Companies that work with trusted partners do well when venturing into China, experience has shown.
Trusted relationships, known in Chinese as “guanxi,” are critical, but building trust with new acquaintances requires knowledge of customs and attitudes that in many cases are the opposite of those to which Americans are accustomed.
For example, while Americans value direct speech, Chinese much prefer indirect statements, said David Barrett, partner and head of the IT and outsourcing group at Simmons & Simmons, an international law firm with headquarters in London.
“There is a no-yes dichotomy. In North America, we can say no and have mutual respect. But there is a tremendous tendency in Chinese culture that saying no is rude and unpleasant,” said Barrett, whose comments came at the recent China IT Service Summit in New York. The conference was sponsored by the International Executive Association, of Metuchen, N.J.
Barrett warned about the need for clear understanding.
“The potential for things to go wrong and spiral out of control in outsourcing is very great. Contracting for something you cannot do leads to disaster,” he said.
Nonetheless, Barrett continued, some Chinese attitudes can be helpful. “There is a culture of self-criticism in China thats helpful. Its not just a process of administration but a system of balance, heading off problems and working together.”
Wei Yang, lecturer in the Chinese language program at the University of Pennsylvania, in Philadelphia, explained at the same conference the concept of “face,” which is essential to Chinese relationships.
One must “give face, keep face and never lose face,” said Yang.
This may mean, he said, showing a willingness to compromise to preserve harmony, which is immensely valued.
Some practices are not so welcome. “Corruption is common at all levels of commerce,” said Yang.
However, that taint has not touched everyone.
An executive at a major U.S. cosmetics company, who asked to remain anonymous, said he has not encountered bribery or corruption in China.
He has relied on personal contacts, some formed in college, to establish a beachhead in China.
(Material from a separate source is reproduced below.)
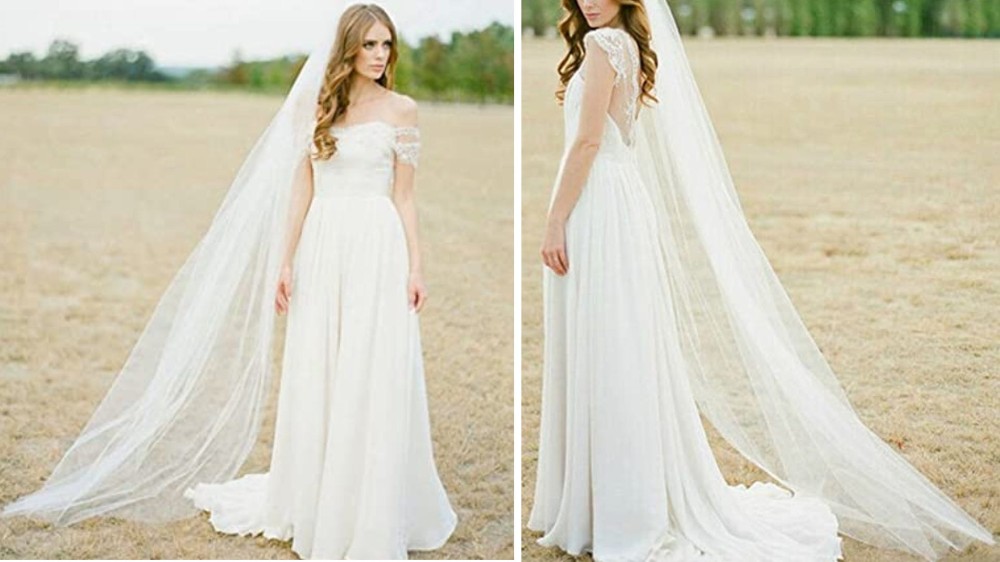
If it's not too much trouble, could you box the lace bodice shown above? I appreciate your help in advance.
[564,27,641,154]
[308,121,419,199]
Yang noted that U.S. companies must nonetheless comply with the U.S. Foreign Corrupt Practices Act, which makes it unlawful to bribe foreign government officials to obtain or retain business.
“Over the longer term, the law probably reduces costs and increases profitability for American firms operating in China,” said Yang.
He also pointed out that values that have proved successful in the United States can translate quite effectively to the Chinese.
“Wal-Marts corporate culture is more effective in China than anywhere else,” Yang said.
Nonetheless, he said, “always protect yourself,” with tools such as trademarks, copyrights and patents.
Barrett said there are rewards that go beyond the economic.
“Cross the Sino-Western cultural challenge—its fun and builds successful business relationships. So far, Im finding it one of the most enormously fun things Ive done in years,” he said.